Ok so it’s pretty obvious what I got up to this morning but I have to share a few things.
This was kind of a birthday present for myself.
I have for many years had a fear of heights.
I thought a great way to face my fear was to take the hardest path up the steepest part of Bali’s highest mountain/volcano, Mt Agung.
I took inspiration from the legendary Nadine Champion and wore her shirt on my trek to help keep me focused.
I am 100% serious when I say this.
It was without a doubt one of the toughest things I have ever undertaken in my life (the hardest was fighting world kickboxing champ Chris Johnson many years ago).
I spent considerable time researching this trek on sites such as Tripadvisor.com and was often met with a variety of responses from ‘it’s easy’ to ‘it’s very challenging’.
Let me tell you something from my own experience. It was torturous. My two hours sleep the night before definitely didn’t help. The top of the volcano is 3100 metres above sea level but the trek actually ends up being about 6km up and 6km down due to all the traversing you have to do. You begin at 1am to get to the top by 5am to ensure that you see the sunrise. You get no respite. None.
Now I’m a fit guy but this volcano served me humble pie in doses. I had my own guide and there were only 4 other tourists on the trek that night. I was without a doubt the slowest.
I was seriously struggling. At the bottom I’d take a rest about every few hundred metres then every 100 metres then every 50 and the last few hundred metres I was taking a break about every 20. It was tough. Very tough
I had about an hour head start with my guide from the others and was overtaken by a young French couple about 1/3 of the way in.
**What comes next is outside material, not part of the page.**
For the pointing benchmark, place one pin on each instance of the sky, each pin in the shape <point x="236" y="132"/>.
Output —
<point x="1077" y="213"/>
Then the other two, a Czech guy and a Korean woman both left me for dead. I was blown away at how well they climbed up and down the volcano (although the Korean chic definitely struggled in the decent).
The top third of the trek had me seriously considering pulling the pin. It was so sketchy and so hard to breath I was exhausted with every step ( can only imagine what Everest is like).
Going up took over 4 1/2 hours. You begin in the jungle in the dark and proceed up till about the 2000 metres mark where there is no vegetation, just jagged lava. At this point I was literally crawling on all fours as I was paranoid about losing my balance and falling.
If going up was bad going down was way worse. I was so beaten both mentally and physically that I hit a wall not once, not twice but at least 6-7 times. I just kept thinking ‘no one can help you here. You gotta keep going’.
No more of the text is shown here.